Skirt; my own design, charcoal jersey knit
Top and cardigan; Country Road
Scarf; my own design, black wool
Leggings; Metalicus
Boots; Andrea and Joen, from Uggies


  1. I think it's neat that you knit your own socks and especially neat that you darn them. I view it as a necessity because it would be a shame to have to throw away socks that you've knitted all because of a little hole. Thanks so much for showing us how it's done. I feel like I could do this now. I've seen some of those darning mushrooms at the antique store. I'll have to pick one up.


  2. Those tights are so funky, they make the outfit pop. Might have to go find myself a pair...


  3. That outfit you're wearing is wonderful. And is that your kitchen? How lovely.. and how totally without clutter! :-D I sometimes try to get my house or even only the ktichen to look like that, but within minutes all kinds of people (or leprechauns) put 'stuff' on various places. It's a mystery.

    By the way, I love that you knit your own socks. I would love to do the same thing, but unfortunately am still knitting on my first scarf (I started it months ago, go figure), so I guess that plan has to wait a little more :-)

  4. I love the photo of you modeling the darned sock. He he! will have to take a photo in my kitchen at some point. :)

  5. I love what you are wearing in this photo.

  6. Thanks so much for this tutorial! Now all I have to do is get a darning mushroom... Hmmmm...

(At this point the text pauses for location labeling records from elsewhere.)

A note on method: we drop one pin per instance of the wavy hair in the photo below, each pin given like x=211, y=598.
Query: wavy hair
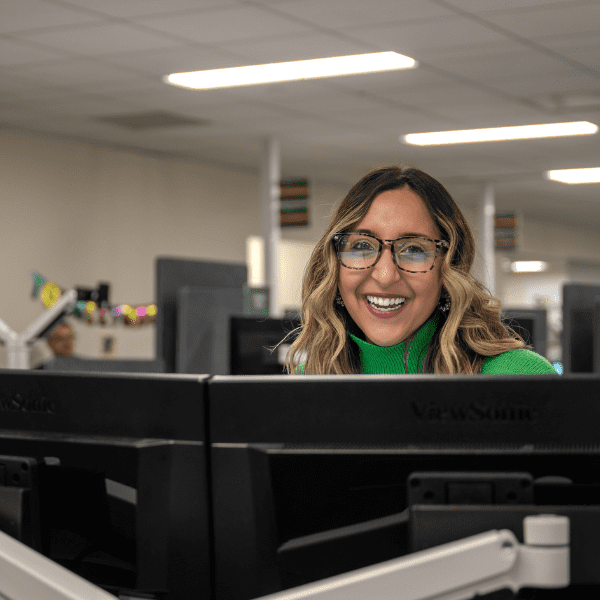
x=471, y=330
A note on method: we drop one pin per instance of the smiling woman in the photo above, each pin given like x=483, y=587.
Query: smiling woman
x=388, y=289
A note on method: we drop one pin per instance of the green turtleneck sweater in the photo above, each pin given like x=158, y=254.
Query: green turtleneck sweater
x=389, y=360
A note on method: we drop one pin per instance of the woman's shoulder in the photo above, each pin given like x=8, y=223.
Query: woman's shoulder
x=517, y=362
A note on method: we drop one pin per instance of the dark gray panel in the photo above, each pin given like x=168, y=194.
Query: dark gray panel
x=203, y=328
x=173, y=274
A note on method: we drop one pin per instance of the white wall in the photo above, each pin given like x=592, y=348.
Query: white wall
x=80, y=214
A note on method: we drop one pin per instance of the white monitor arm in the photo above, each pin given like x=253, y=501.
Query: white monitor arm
x=27, y=575
x=479, y=564
x=17, y=344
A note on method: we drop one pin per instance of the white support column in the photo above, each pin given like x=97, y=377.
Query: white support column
x=270, y=218
x=486, y=226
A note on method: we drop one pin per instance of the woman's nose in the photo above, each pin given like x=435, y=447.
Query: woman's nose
x=385, y=271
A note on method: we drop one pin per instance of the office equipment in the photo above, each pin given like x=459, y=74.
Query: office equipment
x=531, y=325
x=121, y=477
x=28, y=575
x=18, y=345
x=311, y=476
x=173, y=274
x=92, y=365
x=581, y=329
x=476, y=565
x=253, y=342
x=202, y=320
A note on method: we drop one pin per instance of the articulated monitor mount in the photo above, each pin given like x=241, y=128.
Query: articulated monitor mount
x=479, y=564
x=27, y=575
x=17, y=344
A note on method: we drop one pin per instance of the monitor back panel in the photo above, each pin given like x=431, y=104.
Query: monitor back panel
x=309, y=473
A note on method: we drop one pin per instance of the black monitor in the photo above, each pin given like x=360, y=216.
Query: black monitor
x=106, y=474
x=174, y=274
x=255, y=347
x=531, y=325
x=310, y=474
x=581, y=329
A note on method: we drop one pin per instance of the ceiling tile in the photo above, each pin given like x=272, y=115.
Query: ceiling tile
x=477, y=6
x=76, y=72
x=224, y=25
x=557, y=19
x=15, y=52
x=100, y=38
x=135, y=8
x=25, y=15
x=434, y=33
x=489, y=67
x=174, y=60
x=294, y=47
x=332, y=14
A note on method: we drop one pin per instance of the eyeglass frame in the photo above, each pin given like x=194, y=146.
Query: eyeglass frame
x=388, y=243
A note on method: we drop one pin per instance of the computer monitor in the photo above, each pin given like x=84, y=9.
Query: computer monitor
x=114, y=486
x=253, y=342
x=531, y=325
x=91, y=365
x=173, y=274
x=310, y=474
x=580, y=328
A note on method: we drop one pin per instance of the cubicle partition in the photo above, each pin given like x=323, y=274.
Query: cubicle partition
x=106, y=474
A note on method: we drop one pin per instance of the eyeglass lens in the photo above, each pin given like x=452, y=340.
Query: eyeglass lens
x=358, y=251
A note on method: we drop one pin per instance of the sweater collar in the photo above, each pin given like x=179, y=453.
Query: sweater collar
x=390, y=359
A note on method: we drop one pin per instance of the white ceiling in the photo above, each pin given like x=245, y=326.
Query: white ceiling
x=482, y=63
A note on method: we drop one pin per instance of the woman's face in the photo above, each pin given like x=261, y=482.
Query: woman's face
x=392, y=214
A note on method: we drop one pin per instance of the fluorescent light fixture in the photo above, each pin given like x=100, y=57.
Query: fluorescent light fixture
x=291, y=71
x=528, y=266
x=496, y=134
x=575, y=175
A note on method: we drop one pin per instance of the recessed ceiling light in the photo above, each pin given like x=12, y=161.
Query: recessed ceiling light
x=291, y=71
x=528, y=266
x=496, y=134
x=575, y=175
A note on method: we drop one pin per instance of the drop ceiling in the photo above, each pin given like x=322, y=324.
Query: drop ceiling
x=75, y=68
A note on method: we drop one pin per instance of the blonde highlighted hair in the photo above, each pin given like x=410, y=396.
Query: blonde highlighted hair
x=472, y=329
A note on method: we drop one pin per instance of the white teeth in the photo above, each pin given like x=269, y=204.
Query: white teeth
x=380, y=303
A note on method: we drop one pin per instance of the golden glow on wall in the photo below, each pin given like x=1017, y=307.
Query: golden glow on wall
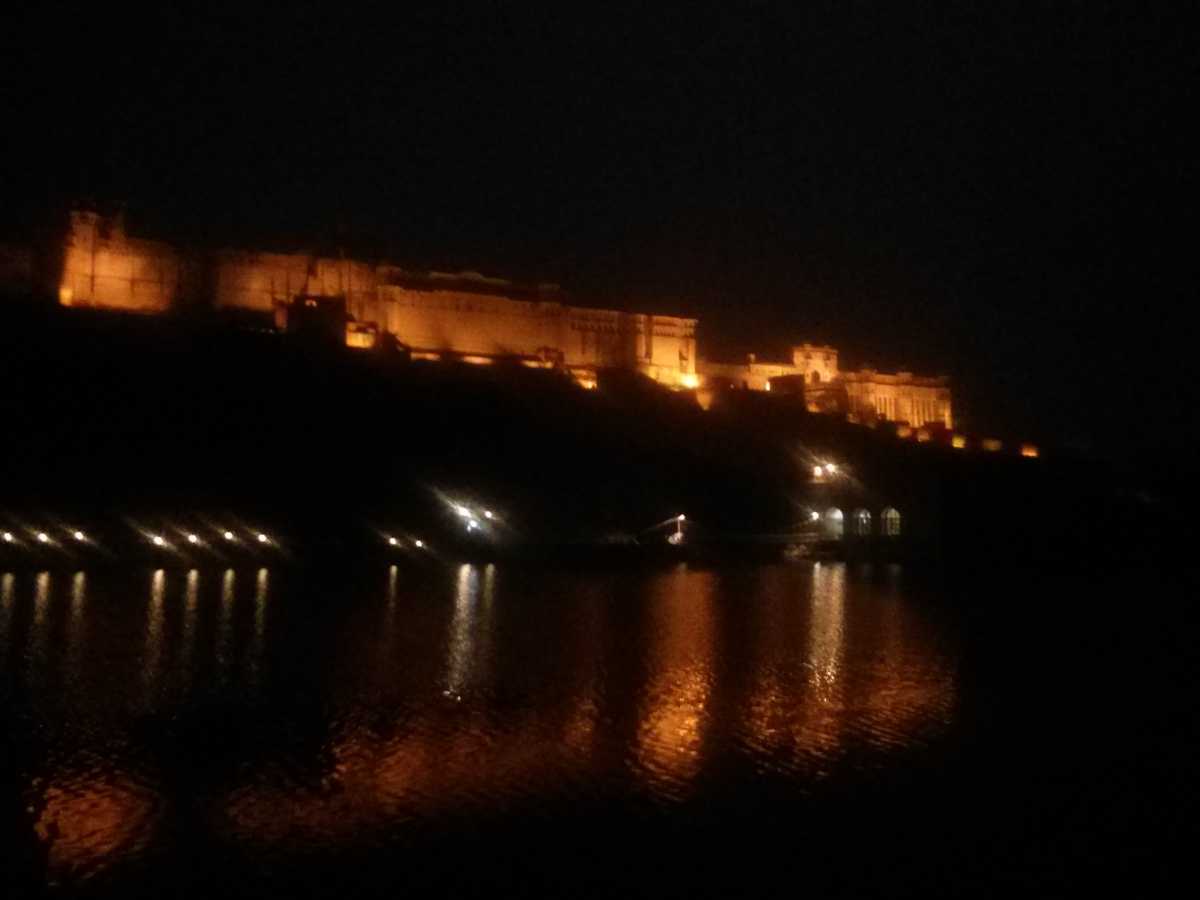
x=675, y=706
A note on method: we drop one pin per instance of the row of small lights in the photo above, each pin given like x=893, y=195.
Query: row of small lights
x=156, y=539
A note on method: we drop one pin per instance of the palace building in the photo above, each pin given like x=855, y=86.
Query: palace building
x=465, y=317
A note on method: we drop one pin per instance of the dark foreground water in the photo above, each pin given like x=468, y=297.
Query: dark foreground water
x=808, y=730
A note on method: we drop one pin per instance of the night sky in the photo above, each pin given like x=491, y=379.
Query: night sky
x=995, y=191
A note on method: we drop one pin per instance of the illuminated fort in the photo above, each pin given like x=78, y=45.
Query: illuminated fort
x=465, y=317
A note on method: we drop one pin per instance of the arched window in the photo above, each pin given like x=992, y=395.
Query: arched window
x=832, y=523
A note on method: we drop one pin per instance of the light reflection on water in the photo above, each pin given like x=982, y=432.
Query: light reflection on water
x=363, y=708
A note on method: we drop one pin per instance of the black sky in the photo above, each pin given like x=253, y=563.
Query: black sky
x=990, y=190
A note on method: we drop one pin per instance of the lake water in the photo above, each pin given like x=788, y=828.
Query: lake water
x=497, y=730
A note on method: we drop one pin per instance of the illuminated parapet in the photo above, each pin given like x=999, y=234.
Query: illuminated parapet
x=103, y=268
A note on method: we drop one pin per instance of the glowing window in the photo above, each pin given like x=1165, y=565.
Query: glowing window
x=833, y=525
x=862, y=523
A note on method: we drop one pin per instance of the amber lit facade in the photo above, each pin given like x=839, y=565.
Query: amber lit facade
x=863, y=395
x=465, y=317
x=431, y=315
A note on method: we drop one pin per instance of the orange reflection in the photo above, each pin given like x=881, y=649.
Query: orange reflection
x=87, y=822
x=671, y=726
x=808, y=715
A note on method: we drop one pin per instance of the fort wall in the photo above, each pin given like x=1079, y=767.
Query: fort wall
x=431, y=313
x=466, y=316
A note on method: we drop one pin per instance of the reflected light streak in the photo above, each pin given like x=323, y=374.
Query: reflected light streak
x=154, y=640
x=6, y=581
x=461, y=649
x=225, y=628
x=88, y=822
x=191, y=604
x=262, y=583
x=75, y=621
x=675, y=708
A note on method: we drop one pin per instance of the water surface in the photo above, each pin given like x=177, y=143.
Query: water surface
x=478, y=729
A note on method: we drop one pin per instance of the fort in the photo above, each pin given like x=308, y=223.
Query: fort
x=465, y=317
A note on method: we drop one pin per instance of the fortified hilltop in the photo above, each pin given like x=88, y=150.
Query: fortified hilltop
x=438, y=316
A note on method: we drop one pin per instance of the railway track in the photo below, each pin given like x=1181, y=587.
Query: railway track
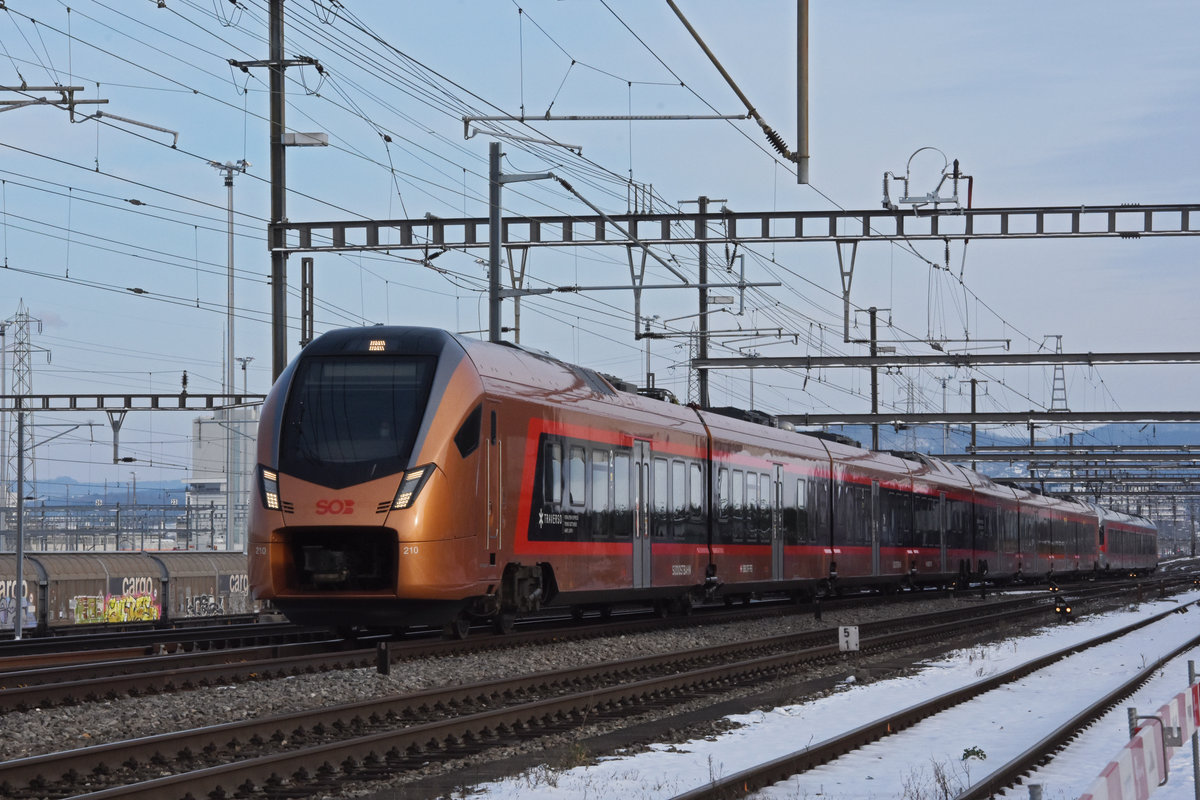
x=132, y=671
x=783, y=771
x=310, y=751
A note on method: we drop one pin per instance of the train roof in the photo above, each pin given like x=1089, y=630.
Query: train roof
x=535, y=374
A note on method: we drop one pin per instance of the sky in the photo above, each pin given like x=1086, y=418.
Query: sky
x=113, y=232
x=964, y=744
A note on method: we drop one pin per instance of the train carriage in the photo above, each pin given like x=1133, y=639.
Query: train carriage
x=413, y=476
x=69, y=589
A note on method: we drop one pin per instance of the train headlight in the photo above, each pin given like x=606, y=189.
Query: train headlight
x=269, y=485
x=411, y=485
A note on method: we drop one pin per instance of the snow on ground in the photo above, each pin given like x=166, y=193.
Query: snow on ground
x=937, y=757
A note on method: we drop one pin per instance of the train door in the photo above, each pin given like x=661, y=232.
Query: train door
x=777, y=525
x=942, y=525
x=876, y=513
x=642, y=488
x=495, y=487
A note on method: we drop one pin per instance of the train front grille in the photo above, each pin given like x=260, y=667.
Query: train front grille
x=342, y=559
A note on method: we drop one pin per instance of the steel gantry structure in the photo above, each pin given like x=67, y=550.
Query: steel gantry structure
x=679, y=228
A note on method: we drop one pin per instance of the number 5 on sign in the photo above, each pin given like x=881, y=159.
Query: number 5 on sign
x=847, y=637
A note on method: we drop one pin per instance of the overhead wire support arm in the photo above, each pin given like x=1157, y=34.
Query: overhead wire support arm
x=628, y=235
x=777, y=140
x=966, y=360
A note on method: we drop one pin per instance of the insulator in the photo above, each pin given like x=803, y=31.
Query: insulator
x=777, y=140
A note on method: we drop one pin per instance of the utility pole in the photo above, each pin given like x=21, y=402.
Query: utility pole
x=875, y=380
x=244, y=360
x=279, y=196
x=229, y=168
x=701, y=235
x=19, y=588
x=975, y=384
x=702, y=349
x=496, y=233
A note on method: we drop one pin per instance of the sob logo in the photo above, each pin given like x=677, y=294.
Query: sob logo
x=335, y=506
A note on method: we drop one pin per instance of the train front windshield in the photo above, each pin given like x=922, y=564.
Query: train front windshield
x=353, y=419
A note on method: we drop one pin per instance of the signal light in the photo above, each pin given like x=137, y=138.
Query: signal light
x=269, y=486
x=411, y=485
x=1062, y=608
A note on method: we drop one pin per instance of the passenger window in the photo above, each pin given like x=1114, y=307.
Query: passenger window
x=695, y=489
x=660, y=486
x=467, y=439
x=678, y=487
x=600, y=480
x=553, y=487
x=723, y=492
x=738, y=492
x=577, y=477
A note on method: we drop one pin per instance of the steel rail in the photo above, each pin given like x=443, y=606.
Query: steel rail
x=780, y=769
x=588, y=701
x=1012, y=773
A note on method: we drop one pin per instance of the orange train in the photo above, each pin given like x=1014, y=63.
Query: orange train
x=408, y=475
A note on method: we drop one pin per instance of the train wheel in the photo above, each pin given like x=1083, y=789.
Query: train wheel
x=504, y=623
x=457, y=629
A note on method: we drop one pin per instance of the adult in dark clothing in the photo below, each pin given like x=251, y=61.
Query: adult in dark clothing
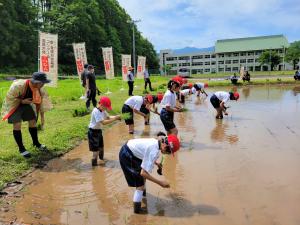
x=147, y=79
x=91, y=87
x=130, y=80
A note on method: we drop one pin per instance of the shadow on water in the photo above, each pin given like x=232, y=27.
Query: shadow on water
x=219, y=133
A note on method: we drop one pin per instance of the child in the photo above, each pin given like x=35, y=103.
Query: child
x=99, y=117
x=137, y=158
x=169, y=107
x=200, y=88
x=219, y=99
x=133, y=105
x=146, y=109
x=184, y=93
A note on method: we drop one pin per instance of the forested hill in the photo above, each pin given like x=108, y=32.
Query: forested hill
x=98, y=23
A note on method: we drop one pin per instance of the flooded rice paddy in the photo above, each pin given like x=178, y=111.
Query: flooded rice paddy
x=244, y=169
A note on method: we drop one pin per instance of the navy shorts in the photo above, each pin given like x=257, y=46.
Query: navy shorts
x=215, y=101
x=131, y=167
x=95, y=139
x=127, y=109
x=144, y=109
x=23, y=112
x=167, y=118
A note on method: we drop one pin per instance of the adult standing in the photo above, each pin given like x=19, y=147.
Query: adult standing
x=130, y=80
x=91, y=87
x=219, y=99
x=23, y=102
x=147, y=79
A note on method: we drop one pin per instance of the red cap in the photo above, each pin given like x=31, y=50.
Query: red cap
x=173, y=143
x=149, y=98
x=105, y=101
x=236, y=95
x=160, y=96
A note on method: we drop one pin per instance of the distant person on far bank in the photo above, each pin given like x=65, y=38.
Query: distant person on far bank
x=234, y=79
x=219, y=99
x=130, y=80
x=23, y=102
x=147, y=78
x=91, y=87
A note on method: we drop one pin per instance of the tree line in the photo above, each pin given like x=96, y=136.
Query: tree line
x=98, y=23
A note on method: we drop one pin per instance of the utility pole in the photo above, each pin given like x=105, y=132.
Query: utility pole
x=133, y=22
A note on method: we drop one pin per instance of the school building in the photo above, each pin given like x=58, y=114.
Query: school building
x=228, y=55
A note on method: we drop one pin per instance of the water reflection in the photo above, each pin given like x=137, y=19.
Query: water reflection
x=219, y=133
x=246, y=92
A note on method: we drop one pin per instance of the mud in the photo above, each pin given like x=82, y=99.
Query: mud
x=243, y=169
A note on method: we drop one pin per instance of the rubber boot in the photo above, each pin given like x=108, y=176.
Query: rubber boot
x=137, y=206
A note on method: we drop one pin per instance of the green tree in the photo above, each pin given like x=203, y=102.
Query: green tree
x=18, y=35
x=270, y=58
x=293, y=53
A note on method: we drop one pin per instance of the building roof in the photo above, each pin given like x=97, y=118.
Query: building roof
x=251, y=43
x=192, y=50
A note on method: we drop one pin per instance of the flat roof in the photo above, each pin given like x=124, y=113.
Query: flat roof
x=251, y=43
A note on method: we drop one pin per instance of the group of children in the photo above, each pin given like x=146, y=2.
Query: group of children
x=138, y=156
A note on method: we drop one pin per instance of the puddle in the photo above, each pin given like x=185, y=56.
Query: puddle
x=243, y=169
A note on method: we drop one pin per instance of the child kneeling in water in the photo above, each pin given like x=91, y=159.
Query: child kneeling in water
x=99, y=117
x=137, y=158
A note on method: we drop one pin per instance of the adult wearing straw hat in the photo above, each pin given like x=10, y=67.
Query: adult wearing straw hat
x=23, y=102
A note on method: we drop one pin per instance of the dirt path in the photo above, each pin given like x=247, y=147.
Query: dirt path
x=242, y=170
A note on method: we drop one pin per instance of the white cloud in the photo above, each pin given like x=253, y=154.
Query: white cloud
x=199, y=23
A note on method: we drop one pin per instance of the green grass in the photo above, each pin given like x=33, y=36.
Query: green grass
x=63, y=131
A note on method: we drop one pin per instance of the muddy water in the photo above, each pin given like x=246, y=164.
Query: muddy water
x=243, y=169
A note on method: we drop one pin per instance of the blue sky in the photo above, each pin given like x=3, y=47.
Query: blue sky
x=199, y=23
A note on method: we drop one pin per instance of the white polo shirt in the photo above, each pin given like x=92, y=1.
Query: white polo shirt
x=169, y=99
x=146, y=149
x=96, y=117
x=135, y=102
x=223, y=96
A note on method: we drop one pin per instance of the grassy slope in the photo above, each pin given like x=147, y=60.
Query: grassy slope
x=62, y=130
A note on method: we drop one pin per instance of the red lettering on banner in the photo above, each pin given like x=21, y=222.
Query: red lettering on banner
x=45, y=63
x=140, y=68
x=107, y=65
x=79, y=65
x=125, y=70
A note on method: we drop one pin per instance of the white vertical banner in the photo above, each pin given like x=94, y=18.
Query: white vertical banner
x=48, y=56
x=141, y=66
x=126, y=63
x=108, y=62
x=80, y=57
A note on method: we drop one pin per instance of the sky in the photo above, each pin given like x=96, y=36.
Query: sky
x=174, y=24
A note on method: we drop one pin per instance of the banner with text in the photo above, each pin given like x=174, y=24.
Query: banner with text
x=80, y=57
x=126, y=63
x=108, y=62
x=48, y=56
x=141, y=66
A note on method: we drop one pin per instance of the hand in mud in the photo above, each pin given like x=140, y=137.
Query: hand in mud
x=164, y=184
x=26, y=101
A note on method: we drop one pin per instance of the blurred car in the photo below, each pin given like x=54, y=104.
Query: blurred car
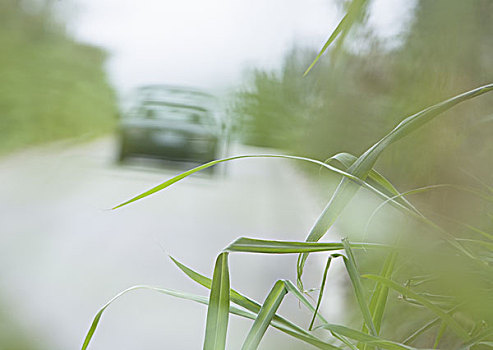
x=174, y=123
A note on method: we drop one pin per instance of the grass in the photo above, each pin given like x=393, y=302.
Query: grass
x=455, y=300
x=372, y=307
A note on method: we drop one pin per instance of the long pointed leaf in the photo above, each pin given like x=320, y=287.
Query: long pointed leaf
x=365, y=338
x=321, y=292
x=218, y=310
x=278, y=321
x=252, y=245
x=446, y=318
x=267, y=312
x=171, y=292
x=361, y=168
x=359, y=292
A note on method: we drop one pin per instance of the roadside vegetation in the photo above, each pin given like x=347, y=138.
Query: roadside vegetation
x=422, y=111
x=51, y=86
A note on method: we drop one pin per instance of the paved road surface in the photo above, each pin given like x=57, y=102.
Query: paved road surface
x=64, y=254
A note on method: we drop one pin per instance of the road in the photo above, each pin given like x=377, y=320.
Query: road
x=64, y=254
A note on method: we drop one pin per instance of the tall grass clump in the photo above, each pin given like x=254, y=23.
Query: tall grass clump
x=428, y=285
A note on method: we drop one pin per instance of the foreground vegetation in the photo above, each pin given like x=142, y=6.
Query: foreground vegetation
x=428, y=284
x=52, y=87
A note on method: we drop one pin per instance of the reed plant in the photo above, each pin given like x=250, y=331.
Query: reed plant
x=445, y=275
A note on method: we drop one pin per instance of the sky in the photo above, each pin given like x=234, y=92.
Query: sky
x=209, y=44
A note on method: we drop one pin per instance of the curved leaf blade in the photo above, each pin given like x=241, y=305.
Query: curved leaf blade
x=218, y=310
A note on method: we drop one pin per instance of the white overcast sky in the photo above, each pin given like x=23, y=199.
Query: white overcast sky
x=208, y=43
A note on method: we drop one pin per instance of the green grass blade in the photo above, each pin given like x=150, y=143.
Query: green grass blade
x=361, y=168
x=421, y=330
x=365, y=338
x=377, y=307
x=187, y=173
x=359, y=292
x=171, y=292
x=218, y=310
x=445, y=317
x=344, y=341
x=264, y=318
x=478, y=340
x=378, y=299
x=439, y=336
x=252, y=245
x=375, y=179
x=254, y=307
x=291, y=288
x=340, y=27
x=321, y=292
x=355, y=9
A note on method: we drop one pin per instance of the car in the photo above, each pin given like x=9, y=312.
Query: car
x=173, y=123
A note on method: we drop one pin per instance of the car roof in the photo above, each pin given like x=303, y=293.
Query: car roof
x=175, y=94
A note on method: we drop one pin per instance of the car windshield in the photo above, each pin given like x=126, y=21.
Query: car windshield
x=178, y=114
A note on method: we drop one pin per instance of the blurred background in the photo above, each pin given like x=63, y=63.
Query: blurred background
x=74, y=115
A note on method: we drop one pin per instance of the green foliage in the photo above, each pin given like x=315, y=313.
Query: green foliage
x=437, y=271
x=52, y=87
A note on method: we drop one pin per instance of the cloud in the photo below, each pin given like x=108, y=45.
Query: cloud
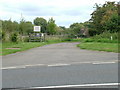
x=65, y=12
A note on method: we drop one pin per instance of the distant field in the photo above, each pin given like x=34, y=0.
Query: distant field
x=109, y=47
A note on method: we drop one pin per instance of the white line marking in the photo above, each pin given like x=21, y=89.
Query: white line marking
x=34, y=65
x=14, y=67
x=57, y=65
x=83, y=85
x=103, y=62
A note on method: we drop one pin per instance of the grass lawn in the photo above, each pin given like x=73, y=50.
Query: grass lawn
x=109, y=47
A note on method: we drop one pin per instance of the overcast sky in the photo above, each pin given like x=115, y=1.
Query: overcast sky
x=64, y=12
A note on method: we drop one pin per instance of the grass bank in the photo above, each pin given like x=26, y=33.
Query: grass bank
x=9, y=47
x=109, y=47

  7. This is so serendipitious! I found a whole in my favourite pair of handknitted socks this week and I've been steeling myself up to fix it. The photos are so helpful, thank you!

    By the way, I believe you might be able to use a light bulb as a darning mushroom. It should be about the same size and shape, I think. I'll find out later today!

  8. Hi, thanks for your comments!
    Claire, I would be careful about using a light-bulb to help darn your socks! The glass might not hold up to the task... it occurred to me if you can't get hold of a darning mushroom you could try a small one of those pre-turned decorative wooden "balls" from hardware stores or wood suppliers that are designed to decorate the tops of fenceposts, bedposts and staircase balustradings...

  9. A very late comment, but knitters often use "darning eggs," which look like a wooden egg with a handle. I've heard of people successfully using light bulbs.